In: Finance
Setup A: Bill, a plumber, owns a bond with a $1,000 par value, a 7.00 percent coupon rate paid annually, three years remaining to maturity, and a 9.00 percent yield to maturity. When the government releases new economic numbers tomorrow, Bill believes the interest rate on this type of bond will fall 150 basis points and there will be a parallel shift in the yield curve.
a) What is the bond’s price to two decimal places?
b) What is the bond’s value in dollars and cents (if sold today, how much does Bill get)?
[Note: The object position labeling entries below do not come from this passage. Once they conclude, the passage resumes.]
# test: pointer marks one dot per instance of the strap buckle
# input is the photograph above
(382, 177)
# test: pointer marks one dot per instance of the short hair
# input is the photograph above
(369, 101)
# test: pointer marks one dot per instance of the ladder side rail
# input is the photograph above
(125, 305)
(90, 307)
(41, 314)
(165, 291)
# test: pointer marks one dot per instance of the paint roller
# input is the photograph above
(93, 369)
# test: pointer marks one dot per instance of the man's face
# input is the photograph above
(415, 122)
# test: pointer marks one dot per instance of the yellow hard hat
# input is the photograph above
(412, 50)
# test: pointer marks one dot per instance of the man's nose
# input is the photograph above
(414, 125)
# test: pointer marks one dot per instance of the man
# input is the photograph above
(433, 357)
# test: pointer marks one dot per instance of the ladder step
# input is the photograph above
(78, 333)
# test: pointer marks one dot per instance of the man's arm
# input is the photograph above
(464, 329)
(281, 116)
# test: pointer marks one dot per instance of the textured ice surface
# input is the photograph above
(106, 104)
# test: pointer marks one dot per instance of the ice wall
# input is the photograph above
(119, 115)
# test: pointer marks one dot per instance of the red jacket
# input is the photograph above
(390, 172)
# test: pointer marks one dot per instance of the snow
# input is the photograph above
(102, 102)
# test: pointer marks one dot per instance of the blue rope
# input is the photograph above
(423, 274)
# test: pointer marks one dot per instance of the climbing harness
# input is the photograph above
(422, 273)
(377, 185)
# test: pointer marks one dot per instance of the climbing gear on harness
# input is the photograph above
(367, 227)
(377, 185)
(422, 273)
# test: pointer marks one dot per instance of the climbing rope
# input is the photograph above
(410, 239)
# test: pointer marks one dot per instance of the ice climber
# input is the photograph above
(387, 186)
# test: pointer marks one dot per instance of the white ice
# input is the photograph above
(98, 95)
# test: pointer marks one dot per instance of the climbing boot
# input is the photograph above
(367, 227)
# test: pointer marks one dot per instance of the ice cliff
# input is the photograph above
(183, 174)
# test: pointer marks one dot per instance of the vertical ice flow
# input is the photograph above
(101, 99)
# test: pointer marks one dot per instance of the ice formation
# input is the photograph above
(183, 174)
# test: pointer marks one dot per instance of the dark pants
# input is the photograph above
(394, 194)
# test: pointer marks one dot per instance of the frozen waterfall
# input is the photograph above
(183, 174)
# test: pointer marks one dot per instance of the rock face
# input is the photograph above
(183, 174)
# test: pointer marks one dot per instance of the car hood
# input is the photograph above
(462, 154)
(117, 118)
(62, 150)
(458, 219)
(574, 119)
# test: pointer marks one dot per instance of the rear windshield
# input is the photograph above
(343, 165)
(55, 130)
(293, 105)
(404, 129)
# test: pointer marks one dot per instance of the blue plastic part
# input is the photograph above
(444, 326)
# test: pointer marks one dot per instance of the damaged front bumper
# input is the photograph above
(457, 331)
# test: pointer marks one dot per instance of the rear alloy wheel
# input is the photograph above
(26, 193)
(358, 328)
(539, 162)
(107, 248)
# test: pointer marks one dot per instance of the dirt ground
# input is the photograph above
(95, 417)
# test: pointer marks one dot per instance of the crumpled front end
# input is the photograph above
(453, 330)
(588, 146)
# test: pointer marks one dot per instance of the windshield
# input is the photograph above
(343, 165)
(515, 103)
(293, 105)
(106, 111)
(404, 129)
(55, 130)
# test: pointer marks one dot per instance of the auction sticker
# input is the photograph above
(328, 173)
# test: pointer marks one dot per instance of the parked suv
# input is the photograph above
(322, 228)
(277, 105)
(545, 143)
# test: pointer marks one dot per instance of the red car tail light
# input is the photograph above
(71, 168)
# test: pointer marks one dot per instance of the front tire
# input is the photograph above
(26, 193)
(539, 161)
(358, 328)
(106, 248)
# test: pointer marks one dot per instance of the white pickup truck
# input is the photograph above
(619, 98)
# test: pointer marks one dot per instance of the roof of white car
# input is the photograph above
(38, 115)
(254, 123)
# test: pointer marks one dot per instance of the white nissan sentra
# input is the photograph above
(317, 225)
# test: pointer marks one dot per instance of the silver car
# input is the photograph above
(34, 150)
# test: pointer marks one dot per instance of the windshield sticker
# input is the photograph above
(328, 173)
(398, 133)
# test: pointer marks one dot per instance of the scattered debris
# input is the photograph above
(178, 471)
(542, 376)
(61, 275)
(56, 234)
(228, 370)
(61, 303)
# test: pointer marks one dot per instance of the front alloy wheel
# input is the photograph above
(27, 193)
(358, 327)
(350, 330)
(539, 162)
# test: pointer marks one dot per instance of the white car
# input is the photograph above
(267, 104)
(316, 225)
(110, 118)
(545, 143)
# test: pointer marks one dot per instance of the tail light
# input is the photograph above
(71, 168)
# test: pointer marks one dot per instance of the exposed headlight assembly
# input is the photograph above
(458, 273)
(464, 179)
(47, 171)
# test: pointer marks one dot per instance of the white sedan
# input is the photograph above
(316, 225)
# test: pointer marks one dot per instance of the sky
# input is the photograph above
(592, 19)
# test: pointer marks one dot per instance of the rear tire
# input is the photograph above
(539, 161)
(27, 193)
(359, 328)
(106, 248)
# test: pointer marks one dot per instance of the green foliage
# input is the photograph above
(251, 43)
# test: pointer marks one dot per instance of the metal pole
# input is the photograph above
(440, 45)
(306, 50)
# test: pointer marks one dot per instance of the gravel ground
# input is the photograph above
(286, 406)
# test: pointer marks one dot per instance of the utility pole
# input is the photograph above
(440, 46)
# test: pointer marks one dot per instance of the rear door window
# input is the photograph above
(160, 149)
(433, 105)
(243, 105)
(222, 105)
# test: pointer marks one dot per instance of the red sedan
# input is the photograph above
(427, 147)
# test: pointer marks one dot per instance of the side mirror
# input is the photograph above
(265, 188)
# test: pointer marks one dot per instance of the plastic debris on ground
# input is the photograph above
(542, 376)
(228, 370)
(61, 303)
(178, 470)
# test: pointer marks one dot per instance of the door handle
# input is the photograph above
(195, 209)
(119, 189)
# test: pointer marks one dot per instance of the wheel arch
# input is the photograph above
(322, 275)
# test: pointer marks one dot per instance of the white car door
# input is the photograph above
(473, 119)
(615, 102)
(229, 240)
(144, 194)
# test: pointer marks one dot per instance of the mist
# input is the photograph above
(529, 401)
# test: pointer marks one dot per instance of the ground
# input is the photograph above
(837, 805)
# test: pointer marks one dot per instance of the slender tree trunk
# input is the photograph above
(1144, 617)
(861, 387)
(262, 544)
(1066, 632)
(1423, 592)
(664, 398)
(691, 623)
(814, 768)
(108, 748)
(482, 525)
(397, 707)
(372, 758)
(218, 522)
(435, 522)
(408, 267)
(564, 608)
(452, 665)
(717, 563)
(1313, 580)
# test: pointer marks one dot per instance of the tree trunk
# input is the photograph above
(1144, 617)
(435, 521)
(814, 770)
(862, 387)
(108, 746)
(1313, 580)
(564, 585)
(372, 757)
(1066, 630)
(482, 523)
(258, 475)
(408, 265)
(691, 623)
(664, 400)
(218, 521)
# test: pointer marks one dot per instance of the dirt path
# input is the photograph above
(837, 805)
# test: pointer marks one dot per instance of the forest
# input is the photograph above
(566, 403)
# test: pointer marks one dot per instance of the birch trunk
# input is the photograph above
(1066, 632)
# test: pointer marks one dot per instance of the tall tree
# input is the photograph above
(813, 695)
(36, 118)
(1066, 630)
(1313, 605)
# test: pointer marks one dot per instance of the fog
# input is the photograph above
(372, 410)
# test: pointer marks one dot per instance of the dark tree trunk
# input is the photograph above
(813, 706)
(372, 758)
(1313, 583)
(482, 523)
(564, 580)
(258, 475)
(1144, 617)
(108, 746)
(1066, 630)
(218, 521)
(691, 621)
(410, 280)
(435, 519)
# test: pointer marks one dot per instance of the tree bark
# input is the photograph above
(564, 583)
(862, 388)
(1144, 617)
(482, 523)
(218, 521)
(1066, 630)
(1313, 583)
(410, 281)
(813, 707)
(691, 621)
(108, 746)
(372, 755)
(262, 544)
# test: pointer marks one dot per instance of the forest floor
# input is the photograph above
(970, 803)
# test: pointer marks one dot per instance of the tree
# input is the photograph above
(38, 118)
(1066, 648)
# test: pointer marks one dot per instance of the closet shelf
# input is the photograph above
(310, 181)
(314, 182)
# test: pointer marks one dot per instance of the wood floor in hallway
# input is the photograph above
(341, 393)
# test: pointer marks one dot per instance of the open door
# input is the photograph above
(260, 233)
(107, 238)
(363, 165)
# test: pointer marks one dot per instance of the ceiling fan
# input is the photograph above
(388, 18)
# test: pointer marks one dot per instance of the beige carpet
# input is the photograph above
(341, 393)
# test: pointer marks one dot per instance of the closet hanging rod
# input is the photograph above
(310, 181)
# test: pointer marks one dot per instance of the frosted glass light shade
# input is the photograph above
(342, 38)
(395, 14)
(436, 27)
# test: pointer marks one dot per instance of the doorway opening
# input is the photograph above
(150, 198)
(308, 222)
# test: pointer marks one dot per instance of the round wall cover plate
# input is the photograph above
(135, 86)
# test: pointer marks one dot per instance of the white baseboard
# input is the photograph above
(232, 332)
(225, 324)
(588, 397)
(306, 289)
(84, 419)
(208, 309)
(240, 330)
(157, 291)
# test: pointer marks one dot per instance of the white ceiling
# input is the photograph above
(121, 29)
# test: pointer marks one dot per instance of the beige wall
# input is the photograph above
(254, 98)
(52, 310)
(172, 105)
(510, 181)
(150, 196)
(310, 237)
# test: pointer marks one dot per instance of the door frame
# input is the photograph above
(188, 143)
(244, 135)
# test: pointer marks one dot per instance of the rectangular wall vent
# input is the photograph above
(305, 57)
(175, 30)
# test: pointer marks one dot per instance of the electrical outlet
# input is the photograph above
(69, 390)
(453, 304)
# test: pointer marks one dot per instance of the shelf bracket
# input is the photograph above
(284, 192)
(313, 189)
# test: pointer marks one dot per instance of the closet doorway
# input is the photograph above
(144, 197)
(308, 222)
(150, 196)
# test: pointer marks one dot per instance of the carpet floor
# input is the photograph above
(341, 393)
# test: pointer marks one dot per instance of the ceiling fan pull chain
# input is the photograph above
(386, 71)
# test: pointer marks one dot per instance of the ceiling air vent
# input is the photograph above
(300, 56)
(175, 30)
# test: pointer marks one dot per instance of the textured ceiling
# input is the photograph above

c) What is the bond’s duration to two decimal places?
d) What is the bond’s modified duration to two decimal places?
e) What is the bond’s current yield to two decimal places?
If Bill is correct and the yield to maturity falls 100 basis points tomorrow.
f) What will be the bond’s new yield to maturity to two decimal places?
g) Using modified duration, what will be the new bond price to two decimal places?
If Bill is wrong and the yield to maturity increases 75 basis points tomorrow.
h) What will be the bond’s new yield to maturity to two decimal places?
i) Using modified duration, what will be the new bond price to two decimal places?
Given
Par Value | 1000 |
Coupon rate | 7% |
Time to maturity | 3 |
YTM | 9% |
(a) At y = current YTM = 9%
Bond Price | $ 949.37 |
(b) If the interest rate falls by 1.5%, y = 7.5%
Bond Price | $ 987.00 |
(c) At current YTM = 9%
Macaulay Duration | 1.95 |
(d)
Modified duration | 1.79 |
(e) Current Yield = Coupon payment / Current Market Price of bond
Current Yield = 70/949.37 = 7.37%
(f) Revised YTM = 9% - 1% = 8%
(g) Modified duration measures the percentage change in bond price for a 1% change in yield.
If yield drops by 1%, bond price increases by 1%.
New bond price = (1+1%)*$949.37 = $958.87
(h) Revised YTM = 9% + 0.75% = 9.75%
(i) If yield increases by 0.75%, bond price decreases by 0.75%.